MLD3 / FIDDLE

FlexIble Data-Driven pipeLinE – a preprocessing pipeline that transforms structured EHR data into feature vectors to be used with ML algorithms. https://doi.org/10.1093/jamia/ocaa139
http://tiny.cc/get_FIDDLE
MIT License
83 stars 18 forks source link

Error when not discretizing MIMIC-III time-series data - TypeError: bad operand type for unary ~: 'float' #11

Open MattHodgman opened 1 year ago

MattHodgman commented 1 year ago

I am running FIDDLE on data extracted from MIMIC-III using the pipeline outlined in FIDDLE-experiments.

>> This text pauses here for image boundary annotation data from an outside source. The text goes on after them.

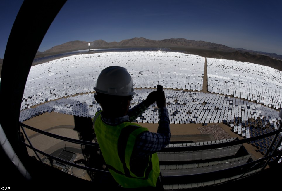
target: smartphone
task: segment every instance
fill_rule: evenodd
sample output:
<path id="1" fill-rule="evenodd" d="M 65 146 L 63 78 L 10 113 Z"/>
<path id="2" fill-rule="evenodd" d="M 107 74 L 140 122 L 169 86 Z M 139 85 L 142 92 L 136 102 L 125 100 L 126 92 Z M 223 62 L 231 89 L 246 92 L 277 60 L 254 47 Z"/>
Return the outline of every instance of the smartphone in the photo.
<path id="1" fill-rule="evenodd" d="M 158 85 L 157 86 L 157 92 L 163 92 L 163 86 L 161 85 Z"/>

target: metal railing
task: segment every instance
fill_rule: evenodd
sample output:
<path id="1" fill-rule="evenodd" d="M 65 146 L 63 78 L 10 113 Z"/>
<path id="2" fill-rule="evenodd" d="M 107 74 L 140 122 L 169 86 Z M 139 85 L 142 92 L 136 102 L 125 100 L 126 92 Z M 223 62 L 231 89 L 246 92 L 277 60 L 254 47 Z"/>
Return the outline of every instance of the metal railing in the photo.
<path id="1" fill-rule="evenodd" d="M 276 139 L 278 137 L 278 135 L 280 134 L 281 134 L 281 132 L 282 132 L 282 128 L 281 128 L 281 122 L 282 120 L 280 122 L 279 127 L 277 130 L 274 130 L 273 131 L 270 132 L 265 134 L 257 136 L 256 137 L 253 137 L 250 138 L 245 139 L 241 140 L 236 140 L 229 142 L 225 142 L 220 143 L 213 144 L 208 144 L 206 145 L 199 145 L 197 146 L 192 146 L 187 147 L 167 147 L 163 149 L 159 152 L 185 152 L 193 151 L 197 151 L 202 150 L 207 150 L 208 149 L 216 149 L 218 148 L 222 148 L 223 147 L 230 147 L 234 145 L 238 145 L 243 144 L 243 143 L 249 143 L 252 141 L 255 141 L 262 139 L 263 139 L 267 137 L 274 135 L 274 137 Z M 68 161 L 63 160 L 57 157 L 56 157 L 52 156 L 51 154 L 46 153 L 39 149 L 36 149 L 32 146 L 32 144 L 29 140 L 28 136 L 27 135 L 25 132 L 25 131 L 24 127 L 27 128 L 28 129 L 30 129 L 32 131 L 36 132 L 39 134 L 44 135 L 45 135 L 53 137 L 58 139 L 59 139 L 64 141 L 66 141 L 70 143 L 74 143 L 77 144 L 79 144 L 81 145 L 87 145 L 93 146 L 94 147 L 97 148 L 99 147 L 99 145 L 98 143 L 94 143 L 91 142 L 85 141 L 80 140 L 77 140 L 70 138 L 66 137 L 63 136 L 61 136 L 56 135 L 50 132 L 46 132 L 35 128 L 32 127 L 24 124 L 22 123 L 20 123 L 20 127 L 22 130 L 23 132 L 25 134 L 25 136 L 26 139 L 28 141 L 29 144 L 27 144 L 24 141 L 22 141 L 21 143 L 25 145 L 26 147 L 30 149 L 33 150 L 33 151 L 35 153 L 39 161 L 42 161 L 39 156 L 38 154 L 37 153 L 40 153 L 42 155 L 43 155 L 50 158 L 53 160 L 56 160 L 66 164 L 70 165 L 71 166 L 75 167 L 78 168 L 79 168 L 85 170 L 93 172 L 100 172 L 105 173 L 109 173 L 108 171 L 103 170 L 102 170 L 96 169 L 92 168 L 90 168 L 87 166 L 82 166 L 78 164 L 77 164 L 73 163 L 70 162 Z M 281 136 L 280 136 L 281 137 Z M 275 140 L 274 140 L 275 141 Z M 271 143 L 271 145 L 270 145 L 268 147 L 267 151 L 267 155 L 266 155 L 263 157 L 262 157 L 258 160 L 256 160 L 247 163 L 244 165 L 241 165 L 240 166 L 240 168 L 242 169 L 245 169 L 246 172 L 250 172 L 251 170 L 252 171 L 255 172 L 255 173 L 257 173 L 258 172 L 259 172 L 264 169 L 271 162 L 271 159 L 274 161 L 275 161 L 276 163 L 277 163 L 278 160 L 274 160 L 274 159 L 276 158 L 281 158 L 282 155 L 282 150 L 278 151 L 278 149 L 280 145 L 281 142 L 281 139 L 280 138 L 280 140 L 278 140 L 278 143 L 277 145 L 275 146 L 274 149 L 274 144 L 275 141 L 273 141 Z M 278 159 L 279 159 L 279 158 Z M 236 167 L 238 168 L 238 167 Z M 235 169 L 235 168 L 229 168 L 225 169 L 229 170 L 232 171 L 232 169 Z M 210 173 L 212 173 L 213 172 Z M 218 173 L 218 172 L 217 172 Z M 222 173 L 221 173 L 222 174 Z M 234 176 L 235 177 L 235 176 Z M 239 177 L 241 177 L 241 176 L 239 176 Z M 176 177 L 171 177 L 171 180 L 173 179 L 176 180 L 175 179 Z"/>

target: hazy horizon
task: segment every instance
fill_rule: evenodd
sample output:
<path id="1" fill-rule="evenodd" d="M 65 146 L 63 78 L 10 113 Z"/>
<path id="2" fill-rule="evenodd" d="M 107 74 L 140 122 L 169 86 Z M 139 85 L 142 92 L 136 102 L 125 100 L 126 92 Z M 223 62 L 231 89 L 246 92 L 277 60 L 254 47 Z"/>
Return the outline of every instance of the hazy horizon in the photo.
<path id="1" fill-rule="evenodd" d="M 4 57 L 23 0 L 0 2 L 0 58 Z M 282 55 L 282 2 L 218 0 L 93 2 L 68 0 L 39 51 L 74 40 L 119 42 L 134 37 L 202 40 Z"/>

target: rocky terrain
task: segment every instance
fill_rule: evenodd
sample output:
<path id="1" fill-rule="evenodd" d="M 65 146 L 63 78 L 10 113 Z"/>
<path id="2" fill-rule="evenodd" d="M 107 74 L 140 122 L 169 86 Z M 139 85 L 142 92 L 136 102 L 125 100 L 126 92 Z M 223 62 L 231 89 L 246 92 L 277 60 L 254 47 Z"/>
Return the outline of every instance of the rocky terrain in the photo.
<path id="1" fill-rule="evenodd" d="M 38 51 L 35 58 L 71 51 L 87 49 L 89 42 L 75 40 L 54 46 L 44 52 Z M 276 54 L 235 49 L 223 45 L 185 38 L 170 38 L 156 40 L 144 38 L 134 38 L 119 42 L 108 42 L 102 40 L 90 42 L 90 49 L 134 47 L 169 48 L 176 52 L 198 55 L 207 58 L 232 60 L 257 64 L 282 71 L 282 55 Z M 91 53 L 94 52 L 92 52 Z M 3 59 L 0 59 L 0 74 Z M 0 74 L 1 75 L 1 74 Z"/>

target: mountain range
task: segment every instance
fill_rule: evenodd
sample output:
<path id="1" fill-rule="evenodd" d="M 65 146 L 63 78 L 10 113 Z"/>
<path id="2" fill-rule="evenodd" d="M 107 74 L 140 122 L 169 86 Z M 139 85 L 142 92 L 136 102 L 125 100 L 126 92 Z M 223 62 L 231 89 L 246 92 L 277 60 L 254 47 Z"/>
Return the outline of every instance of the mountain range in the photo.
<path id="1" fill-rule="evenodd" d="M 166 48 L 172 50 L 199 55 L 207 58 L 221 58 L 269 66 L 282 71 L 282 55 L 275 53 L 256 51 L 243 48 L 236 49 L 225 45 L 203 41 L 188 40 L 185 38 L 170 38 L 156 40 L 144 38 L 133 38 L 107 42 L 103 40 L 92 42 L 75 40 L 55 46 L 44 52 L 38 51 L 35 58 L 72 51 L 90 48 L 106 48 L 134 47 Z M 91 51 L 89 53 L 93 53 Z M 0 59 L 0 70 L 3 59 Z"/>
<path id="2" fill-rule="evenodd" d="M 88 43 L 90 43 L 90 47 Z M 119 42 L 107 42 L 103 40 L 92 42 L 75 40 L 56 46 L 43 52 L 37 52 L 36 57 L 79 50 L 95 48 L 133 47 L 166 48 L 174 51 L 199 55 L 207 58 L 221 58 L 254 63 L 282 71 L 282 55 L 255 51 L 242 48 L 236 49 L 225 45 L 203 41 L 185 38 L 170 38 L 161 40 L 144 38 L 133 38 Z M 93 53 L 93 52 L 91 53 Z"/>

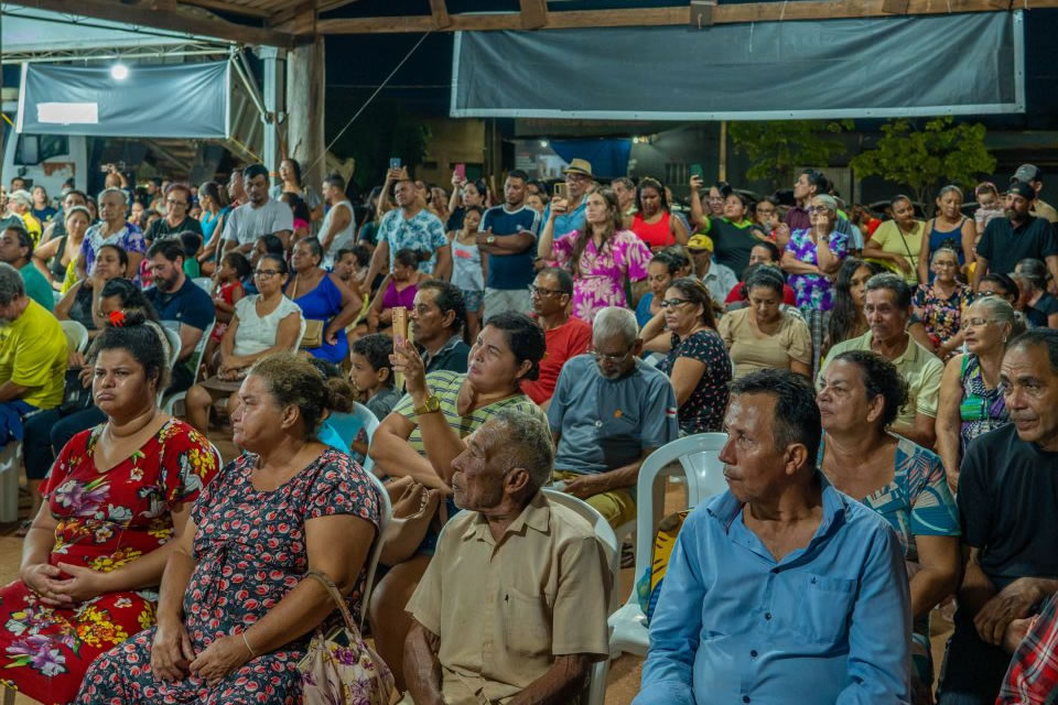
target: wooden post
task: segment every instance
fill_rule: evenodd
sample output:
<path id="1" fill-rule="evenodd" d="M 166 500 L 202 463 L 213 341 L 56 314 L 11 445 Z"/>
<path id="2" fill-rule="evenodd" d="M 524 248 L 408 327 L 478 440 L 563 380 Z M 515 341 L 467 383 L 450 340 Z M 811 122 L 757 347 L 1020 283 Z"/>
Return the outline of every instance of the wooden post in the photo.
<path id="1" fill-rule="evenodd" d="M 287 58 L 287 139 L 302 181 L 319 191 L 326 170 L 323 138 L 323 36 L 294 47 Z M 315 163 L 313 165 L 313 163 Z"/>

I have my population of ICU stays and am running FIDDLE with these parameters:

--T=240.0 --dt=1.0 --theta_1=0.003 --theta_2=0.003 --theta_freq=1 --stats_functions 'mean'

and other default ones found in run_make_all.sh.

I get the following error:

Traceback (most recent call last):  
  File "/home/hodgman/miniconda3/envs/FIDDLE-env/lib/python3.7/runpy.py", line 193, in _run_module_as_main  
    "__main__", mod_spec)  
  File "/home/hodgman/miniconda3/envs/FIDDLE-env/lib/python3.7/runpy.py", line 85, in _run_code  
    exec(code, run_globals)  
  File "/home/hodgman/FIDDLE-experiments/FIDDLE/FIDDLE/run.py", line 141, in <module>  
    main()  
  File "/home/hodgman/FIDDLE-experiments/FIDDLE/FIDDLE/run.py", line 138, in main  
    X, X_feature_names, X_feature_aliases = FIDDLE_steps.process_time_dependent(df_time_series, args)  
  File "/home/hodgman/FIDDLE-experiments/FIDDLE/FIDDLE/steps.py", line 244, in process_time_dependent  
    X_all, X_all_feature_names, X_discretization_bins = map_time_series_features(df_time_series, dtypes_time_series, args)  
  File "/home/hodgman/FIDDLE-experiments/FIDDLE/FIDDLE/steps.py", line 604, in map_time_series_features  
    df.loc[~numeric_mask, col] = np.nan  
  File "/home/hodgman/miniconda3/envs/FIDDLE-env/lib/python3.7/site-packages/pandas/core/generic.py", line 1532, in __invert__  
    new_data = self._mgr.apply(operator.invert)  
  File "/home/hodgman/miniconda3/envs/FIDDLE-env/lib/python3.7/site-packages/pandas/core/internals/managers.py", line 325, in apply  
    applied = b.apply(f, **kwargs)  
  File "/home/hodgman/miniconda3/envs/FIDDLE-env/lib/python3.7/site-packages/pandas/core/internals/blocks.py", line 381, in apply  
    result = func(self.values, **kwargs)  
TypeError: bad operand type for unary ~: 'float'

Do you know what could be causing this error? I was able to determine that it first occurs in the column 225958 and numeric_mask contains at least one NaN value which must mean column 225958 contains None values however in in my input_data.p file there are no None or NaN variable_values for variable_name == '225958'.

shengpu-tang commented 1 year ago

Hello, the numeric_mask is generated from the is_numeric function in helpers.py: https://github.com/MLD3/FIDDLE/blob/master/FIDDLE/helpers.py#L191 on this line: https://github.com/MLD3/FIDDLE/blob/master/FIDDLE/steps.py#L601

I agree with your logic, so it is indeed surprising if input_data.p does not contain None/NaN but numeric_mask contains NaN. Perhaps you could try with a small example with/without nans and apply the is_numeric function to that column?

MattHodgman commented 1 year ago

is_numeric works when I extract the 225958 feature column from input_data.p to col_data and run

numeric_mask = col_data.apply(is_numeric)

numeric_mask only contains True and False values. When I switch one of these booleans to np.nan or a float I can reproduce the error. I'm going to see if I can extract the ts_mixed dataframe from https://github.com/MLD3/FIDDLE/blob/master/FIDDLE/steps.py#L594 and look at feature 225958.